By the Numbers
No news on housing may be good news from Davos
This material is a Marketing Communication and does not constitute Independent Investment Research.
After a week or more of trying to anticipate changes to housing policy that the Trump administration said would come in the president’s speech at Davos, the results turned out to be less than dramatic. The president reiterated his interest in banning large institutional investors from buying single-family homes and repeated his January 8 call for Fannie Mae and Freddie Mac to buy $200 billion in MBS. Arguably more noticeable was the absence of calls for other changes in policy. But the news from Davos does not mean an end to MBS policy risk.
The only new wrinkle around US housing policy was the president’s apparently limited interest in anything that might hurt home prices. That suggests limits to significantly increasing housing supply by trying to streamline local zoning or building codes, creating incentives for builders or even selling government land for housing.
“Every time you make it more affordable for someone to buy a house cheaply,” he said, “it hurts people who already own a house.” The president said he wanted to protect people that already own a home.
He highlighted instead an executive order reported earlier this month and signed the day before his speech to stop large institutional investors from buying single-family homes. It instructs the Treasury Secretary to define “large institutional investor” and “single-family home” with 30 days. It also asks Congress to put the policy into law.
The definition of large institutional investors could matter for some local housing markets. Portfolios that own more than 1,000 homes bought 11.4% of homes for sale in Atlanta in the first half of 2025, for example, 6.7% of homes in Memphis and 5.8% of homes in Los Angeles. Nationally, portfolios of that size bought only 2% of homes for sale in the first half of last year.
The president also mentioned his interest in having Fannie Mae and Freddie Mac buy up to $200 billion in MBS, an action first reported January 8. Option-adjusted spreads on MBS, the clearest metric for measuring the balance between MBS supply and demand, have since tightened 9 bp. Work from the Federal Reserve on the impact of QE on MBS yields suggests this kind of tightening fully prices the incremental demand.
Noticeable was the absence of other possible policy actions that circulated among investors ahead of Davos:
- Cutting the mortgage insurance premiums paid by borrowers guaranteed by the Federal Housing Administration
- Cutting the fees paid at origination, the loan level price adjustments, by borrowers backed by Fannie Mae and Freddie Mac
- Streamlining other costs to refinancing loans backed by Fannie Mae and Freddie Mac
- Allowing draws from 401(k) accounts to make down payments on new homes
Those did not get mentions. And in fact, the president suggested in the days after his speech that he particularly did not like the 401(k) proposal.

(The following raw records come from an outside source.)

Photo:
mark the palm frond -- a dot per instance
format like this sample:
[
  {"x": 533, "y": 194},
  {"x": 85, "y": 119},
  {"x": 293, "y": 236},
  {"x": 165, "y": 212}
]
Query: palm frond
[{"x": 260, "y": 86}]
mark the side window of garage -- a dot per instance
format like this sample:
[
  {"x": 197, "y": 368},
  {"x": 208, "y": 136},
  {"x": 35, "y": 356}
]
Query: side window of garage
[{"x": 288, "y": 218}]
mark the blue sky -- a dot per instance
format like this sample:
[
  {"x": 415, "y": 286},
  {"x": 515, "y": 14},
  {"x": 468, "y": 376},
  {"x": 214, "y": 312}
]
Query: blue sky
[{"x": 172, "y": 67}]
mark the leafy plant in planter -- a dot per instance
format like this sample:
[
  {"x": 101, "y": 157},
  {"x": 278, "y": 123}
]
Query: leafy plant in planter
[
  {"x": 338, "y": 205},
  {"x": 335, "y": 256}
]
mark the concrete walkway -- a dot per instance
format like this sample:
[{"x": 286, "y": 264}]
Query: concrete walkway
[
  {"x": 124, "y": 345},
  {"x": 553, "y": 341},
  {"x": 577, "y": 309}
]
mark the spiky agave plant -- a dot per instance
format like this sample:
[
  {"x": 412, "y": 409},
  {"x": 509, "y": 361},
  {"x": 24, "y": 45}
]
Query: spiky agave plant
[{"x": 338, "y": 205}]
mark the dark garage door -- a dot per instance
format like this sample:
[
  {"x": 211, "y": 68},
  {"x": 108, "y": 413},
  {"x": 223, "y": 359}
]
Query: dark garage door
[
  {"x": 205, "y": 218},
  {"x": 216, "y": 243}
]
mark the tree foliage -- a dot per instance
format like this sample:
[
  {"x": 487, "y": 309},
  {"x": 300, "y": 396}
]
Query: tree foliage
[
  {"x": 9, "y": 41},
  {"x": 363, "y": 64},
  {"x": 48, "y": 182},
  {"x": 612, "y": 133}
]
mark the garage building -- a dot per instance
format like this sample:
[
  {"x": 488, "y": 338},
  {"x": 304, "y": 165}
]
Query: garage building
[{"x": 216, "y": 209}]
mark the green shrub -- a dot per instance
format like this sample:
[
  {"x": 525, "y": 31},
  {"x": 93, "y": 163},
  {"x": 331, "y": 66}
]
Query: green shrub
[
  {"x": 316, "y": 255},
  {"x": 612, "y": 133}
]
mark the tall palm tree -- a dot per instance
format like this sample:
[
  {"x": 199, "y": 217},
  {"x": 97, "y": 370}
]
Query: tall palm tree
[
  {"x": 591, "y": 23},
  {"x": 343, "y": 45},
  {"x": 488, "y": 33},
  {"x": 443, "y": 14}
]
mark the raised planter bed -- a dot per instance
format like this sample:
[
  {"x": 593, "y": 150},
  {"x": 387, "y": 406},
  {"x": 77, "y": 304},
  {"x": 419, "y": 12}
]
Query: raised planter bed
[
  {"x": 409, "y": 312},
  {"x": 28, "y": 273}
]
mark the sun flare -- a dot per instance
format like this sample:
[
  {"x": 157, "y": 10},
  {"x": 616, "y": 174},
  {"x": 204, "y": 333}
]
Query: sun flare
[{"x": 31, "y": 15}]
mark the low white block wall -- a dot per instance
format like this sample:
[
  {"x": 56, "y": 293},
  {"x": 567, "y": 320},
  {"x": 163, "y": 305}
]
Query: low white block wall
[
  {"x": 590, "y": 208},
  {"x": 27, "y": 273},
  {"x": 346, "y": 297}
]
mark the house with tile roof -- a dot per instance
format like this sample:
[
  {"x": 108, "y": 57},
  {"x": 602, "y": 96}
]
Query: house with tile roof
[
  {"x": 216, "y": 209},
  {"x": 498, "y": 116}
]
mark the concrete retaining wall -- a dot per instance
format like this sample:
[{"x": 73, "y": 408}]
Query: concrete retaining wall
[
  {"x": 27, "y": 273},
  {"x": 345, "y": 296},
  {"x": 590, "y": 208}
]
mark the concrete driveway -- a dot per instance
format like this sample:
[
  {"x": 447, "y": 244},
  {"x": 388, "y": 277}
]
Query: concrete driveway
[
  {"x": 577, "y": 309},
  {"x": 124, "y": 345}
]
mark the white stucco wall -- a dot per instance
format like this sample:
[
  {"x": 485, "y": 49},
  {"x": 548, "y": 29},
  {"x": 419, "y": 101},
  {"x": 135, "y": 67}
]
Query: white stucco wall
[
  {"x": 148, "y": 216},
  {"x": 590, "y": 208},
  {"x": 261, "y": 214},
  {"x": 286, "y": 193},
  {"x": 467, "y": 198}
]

The results from Davos do not end policy risk in MBS. The fact that housing had a place in the Davos speech points to the administration’s focus on ways to lower the cost of housing. The easiest tools, including lower mortgage insurance premiums and LLPAs, would lower mortgage costs. That would make current outstanding MBS more refinanceable, with its biggest impact on pools trading around par. As the November 3 elections approach, the temptation to pull those policy levers may grow.